I am using
df.write.mode("append").jdbc("jdbc:mysql://ip:port/database", "table_name", properties)
to insert into a table in MySQL.
Also, I have added Class.forName("com.mysql.jdbc.Driver")
in my code.
When I submit my Spark application:
spark-submit --class MY_MAIN_CLASS
--master yarn-client
--jars /path/to/mysql-connector-java-5.0.8-bin.jar
--driver-class-path /path/to/mysql-connector-java-5.0.8-bin.jar
This yarn-client mode works for me.
But when I use yarn-cluster mode:
spark-submit --class MY_MAIN_CLASS
--master yarn-cluster
--jars /path/to/mysql-connector-java-5.0.8-bin.jar
--driver-class-path /path/to/mysql-connector-java-5.0.8-bin.jar
It doens't work.
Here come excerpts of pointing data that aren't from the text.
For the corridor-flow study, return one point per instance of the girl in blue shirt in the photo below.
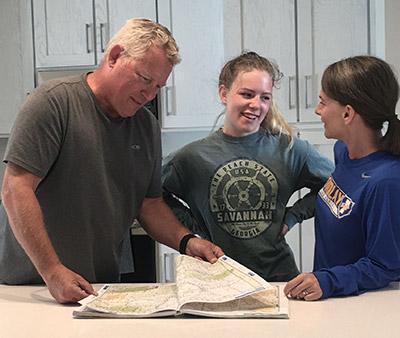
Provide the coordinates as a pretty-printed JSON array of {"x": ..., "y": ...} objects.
[{"x": 357, "y": 217}]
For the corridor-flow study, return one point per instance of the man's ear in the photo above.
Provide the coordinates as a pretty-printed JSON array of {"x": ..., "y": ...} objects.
[
  {"x": 114, "y": 54},
  {"x": 222, "y": 91}
]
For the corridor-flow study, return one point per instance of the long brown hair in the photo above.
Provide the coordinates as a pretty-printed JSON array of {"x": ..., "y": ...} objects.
[
  {"x": 246, "y": 62},
  {"x": 369, "y": 85}
]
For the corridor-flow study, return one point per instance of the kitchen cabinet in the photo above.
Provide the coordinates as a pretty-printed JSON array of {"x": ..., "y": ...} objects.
[
  {"x": 16, "y": 55},
  {"x": 190, "y": 97},
  {"x": 73, "y": 33},
  {"x": 302, "y": 37}
]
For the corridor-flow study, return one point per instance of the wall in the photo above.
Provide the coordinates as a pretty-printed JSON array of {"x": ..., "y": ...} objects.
[
  {"x": 392, "y": 38},
  {"x": 3, "y": 143}
]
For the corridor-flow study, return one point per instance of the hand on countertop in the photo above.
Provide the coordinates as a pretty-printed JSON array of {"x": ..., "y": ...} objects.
[
  {"x": 203, "y": 249},
  {"x": 67, "y": 286}
]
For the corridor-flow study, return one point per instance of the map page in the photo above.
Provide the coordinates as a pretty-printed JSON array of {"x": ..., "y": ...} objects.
[
  {"x": 222, "y": 289},
  {"x": 225, "y": 280}
]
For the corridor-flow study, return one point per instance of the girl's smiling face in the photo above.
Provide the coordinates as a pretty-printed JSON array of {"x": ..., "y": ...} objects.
[{"x": 247, "y": 102}]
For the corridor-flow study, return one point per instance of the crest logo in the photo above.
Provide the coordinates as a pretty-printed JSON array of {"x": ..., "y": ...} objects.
[
  {"x": 338, "y": 202},
  {"x": 243, "y": 195}
]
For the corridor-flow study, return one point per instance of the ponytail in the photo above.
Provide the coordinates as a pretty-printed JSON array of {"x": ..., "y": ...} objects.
[
  {"x": 276, "y": 123},
  {"x": 391, "y": 141}
]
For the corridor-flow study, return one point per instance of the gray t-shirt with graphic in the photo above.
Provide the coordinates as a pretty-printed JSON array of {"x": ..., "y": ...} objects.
[{"x": 237, "y": 189}]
I also tried setting "--conf":
spark-submit --class MY_MAIN_CLASS
--master yarn-cluster
--jars /path/to/mysql-connector-java-5.0.8-bin.jar
--driver-class-path /path/to/mysql-connector-java-5.0.8-bin.jar
--conf spark.executor.extraClassPath=/path/to/mysql-connector-java-5.0.8-bin.jar
but still get the "No suitable driver found for jdbc" error.
There is 3 possible solutions,
- You might want to assembly you application with your build manager (Maven,SBT) thus you'll not need to add the dependecies in your
You can use the following option in your spark-submit
cli :
--jars $(echo ./lib/*.jar | tr ' ' ',')
Explanation : Supposing that you have all your jars in a lib
directory in your project root, this will read all the libraries and add them to the application submit.
You can also try to configure these 2 variables : spark.driver.extraClassPath
and spark.executor.extraClassPath
in SPARK_HOME/conf/spark-default.conf
file and specify the value of these variables as the path of the jar file. Ensure that the same path exists on worker nodes.
I tried the suggestions shown here which didn't work for me (with mysql). While debugging through the DriverManager code, I realized that I needed to register my driver since this was not happening automatically with "spark-submit". I therefore added
Driver driver = new Driver();
The constructor registers the driver with the DriverManager, which solved the SQLException problem for me.
I had to add the driver
option when using the sparkSession
's read
.option("driver", "org.postgresql.Driver")
var jdbcDF - sparkSession.read
.option("driver", "org.postgresql.Driver")
.option("url", "jdbc:postgresql://<host>:<port>/<DBName>")
.option("dbtable", "<tableName>")
.option("user", "<user>")
.option("password", "<password>")
Depending on how your dependencies are setup, you'll notice that when you include something like compile group: 'org.postgresql', name: 'postgresql', version: '42.2.8'
in Gradle, for example, this will include the Driver class at org/postgresql/Driver.class
, and that's the one you want to instruct spark to load.